Il Manifesto-Il Righi cerca dialogo
Il Righi cerca dialogo ROMA Studenti in assemblea con i "grandi". Ma il liceo resta occupato "per stilare documenti e pulire la scuola" CINZIA GUBBINI - ROMA Ottantadue contro novantanove. E al...
Il Righi cerca dialogo
ROMA Studenti in assemblea con i "grandi". Ma il liceo resta occupato "per stilare documenti e pulire la scuola"
CINZIA GUBBINI - ROMA
Ottantadue contro novantanove. E al liceo Righi vince la "mozione 1", ovvero: si resta in occupazione. Una énclave di duri e puri? Le cose non stanno proprio così. Da una parte bastano i numeri (uno scarto minimo tra le due mozioni), ma soprattutto va considerato che gli stessi sostenitori della prima mozione chiedono "di poter occupare ancora per due giorni, per finire di stilare i documenti dei gruppi di lavoro. E per pulire la scuola, così da consegnarla più bella di come ce l'avete lasciata".
Dentro al Righi - il primo liceo di Roma a occupare in questo inzio di "rivolta" contro le riforme Moratti e contro la guerra - si intavvedono le stesse identiche caratteristiche dei ragazzi delle altre scuole occupate o autogestite: estremo rispetto, responsabilità quasi adulta, apertura al dialogo con pochissime pregiudiziali. "La prego preside, entri comunque nella scuola, facciamo questa assemblea", diceva ieri un gruppo di studenti a Luigi Gennari, preside del liceo Righi. Perché la decisione presa dal Consiglio di istituto una settimana fa concedeva la forma di occupazione al massimo fino a venerdì, poi si sarebbe chiamata la polizia ("ma tanto non viene", sospira il preside). E gli studenti, crucciati di non aver potuto concludere i gruppi di studio, volevano poter continuare l'occupazione, ma senza interrompere il dialogo con i professori, il preside e i genitori. Ma prof e preside avrebbero accettato di entrare in una scuola occupata, rischiando di confondersi con una forma di protesta "illegale"? Ebbene, il preside e i professori sono entrati.
"Questi ragazzi non conoscono lo scontro generazionale - commentava una professoressa in attesa della decisione dell'assemblea - quando eravamo giovani noi eravamo in rotta con i "grandi". Ora non è più così, noi sosteniamo pienamente i motivi della loro protesta". E di fatti l'assemblea affollatissima che si svolge di lì a poco dentro il cortile della scuola, si impantana proprio su questo nuovo stato di cose.
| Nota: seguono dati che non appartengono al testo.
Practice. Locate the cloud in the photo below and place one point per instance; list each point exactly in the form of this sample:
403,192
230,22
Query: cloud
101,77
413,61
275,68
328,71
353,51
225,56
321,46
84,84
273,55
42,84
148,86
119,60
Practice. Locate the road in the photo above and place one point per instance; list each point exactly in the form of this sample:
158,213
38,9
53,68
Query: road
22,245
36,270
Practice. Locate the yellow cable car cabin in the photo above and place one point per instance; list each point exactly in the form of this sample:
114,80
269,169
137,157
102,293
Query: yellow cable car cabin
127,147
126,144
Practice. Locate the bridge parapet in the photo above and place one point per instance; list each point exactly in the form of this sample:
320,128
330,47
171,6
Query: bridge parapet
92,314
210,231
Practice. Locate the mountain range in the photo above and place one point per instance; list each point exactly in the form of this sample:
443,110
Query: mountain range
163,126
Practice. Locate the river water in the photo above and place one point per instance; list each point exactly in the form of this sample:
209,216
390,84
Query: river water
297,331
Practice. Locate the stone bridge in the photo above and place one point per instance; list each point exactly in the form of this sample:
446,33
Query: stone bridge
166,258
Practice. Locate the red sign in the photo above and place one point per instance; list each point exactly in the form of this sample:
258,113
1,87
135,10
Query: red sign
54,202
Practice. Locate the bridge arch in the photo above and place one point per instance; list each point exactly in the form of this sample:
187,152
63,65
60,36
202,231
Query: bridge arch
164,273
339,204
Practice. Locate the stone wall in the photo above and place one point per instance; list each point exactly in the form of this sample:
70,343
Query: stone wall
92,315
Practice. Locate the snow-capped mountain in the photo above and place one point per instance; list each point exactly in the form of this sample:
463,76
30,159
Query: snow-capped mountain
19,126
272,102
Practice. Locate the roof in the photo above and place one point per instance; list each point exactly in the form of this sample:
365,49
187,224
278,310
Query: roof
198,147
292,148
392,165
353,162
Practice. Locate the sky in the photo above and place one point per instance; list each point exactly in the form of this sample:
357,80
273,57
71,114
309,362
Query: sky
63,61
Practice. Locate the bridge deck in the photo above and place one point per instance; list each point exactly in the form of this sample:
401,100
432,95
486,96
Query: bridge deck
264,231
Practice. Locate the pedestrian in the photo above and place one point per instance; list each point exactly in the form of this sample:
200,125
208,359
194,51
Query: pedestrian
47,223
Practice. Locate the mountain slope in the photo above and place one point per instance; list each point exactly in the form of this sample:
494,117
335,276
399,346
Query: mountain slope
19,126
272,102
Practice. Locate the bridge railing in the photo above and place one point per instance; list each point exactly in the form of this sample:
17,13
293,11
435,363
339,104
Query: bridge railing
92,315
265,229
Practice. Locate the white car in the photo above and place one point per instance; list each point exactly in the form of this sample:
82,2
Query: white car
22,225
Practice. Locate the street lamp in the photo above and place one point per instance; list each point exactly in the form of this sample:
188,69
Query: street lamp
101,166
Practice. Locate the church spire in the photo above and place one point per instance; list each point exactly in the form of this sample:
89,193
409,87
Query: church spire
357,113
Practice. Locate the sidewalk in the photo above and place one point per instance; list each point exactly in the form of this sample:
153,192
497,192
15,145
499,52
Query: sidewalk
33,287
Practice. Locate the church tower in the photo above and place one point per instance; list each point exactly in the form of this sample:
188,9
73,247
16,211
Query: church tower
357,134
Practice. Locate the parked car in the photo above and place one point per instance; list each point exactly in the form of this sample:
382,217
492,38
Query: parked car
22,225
Tutti sono d'accordo con la piattaforma di protesta. "Volevo proporre un ordine del giorno contro la guerra e contro la politica governativa sulla scuola", dice al microfono un professore di filosofia. "Mi preoccupo per il futuro di mia figlia", dice il papà di Giulia, spiegando ai ragazzi che le scuole coraniche di corrente wahibita sono nate a causa degli aggiustamenti strutturali imposti dal Fondo monetario mondiale in Pakistan. "Non vorrei trovarmi con un fondamentalismo, non certo islamico, in Italia", aggiunge tra gli applausi degli studenti. Anche il preside, che non interviene pubblicamente, dice di sostenere la protesta - anche se non è d'accordo con l'occupazione - e di essere preoccupato per il taglio di fondi alla scuola pubblica. Insomma, le perplessità sull'attuale modello politico mondiale sono larghissime, più di quanto si potrebbe immaginare. Ma il problema sta sempre lì: le forme di protesta, e il senso della protesta. Interessante il dibattito acceso scaturito da una stella a cinque punte disegnata da qualcuno all'entrata della scuola.
Durissimi i professori: "dovete interrogarvi sui simboli", "deve essere chiaro che siamo contro la guerra e contro il terrorismo", "è un atto gravissimo". D'accordissimo gli studenti, che infatti vanno fuori e cancellano la stella a cinque punte. "Ma insomma, vogliamo capire cosa fare?", grida una ragazza. L'interrogativo resta aperto e non solo al Righi. Gli studenti finiranno il percorso di studio e da lunedì inzia un periodo di "cogestione". Chi ascolterà la voglia di cambiare che aleggia nella scuola?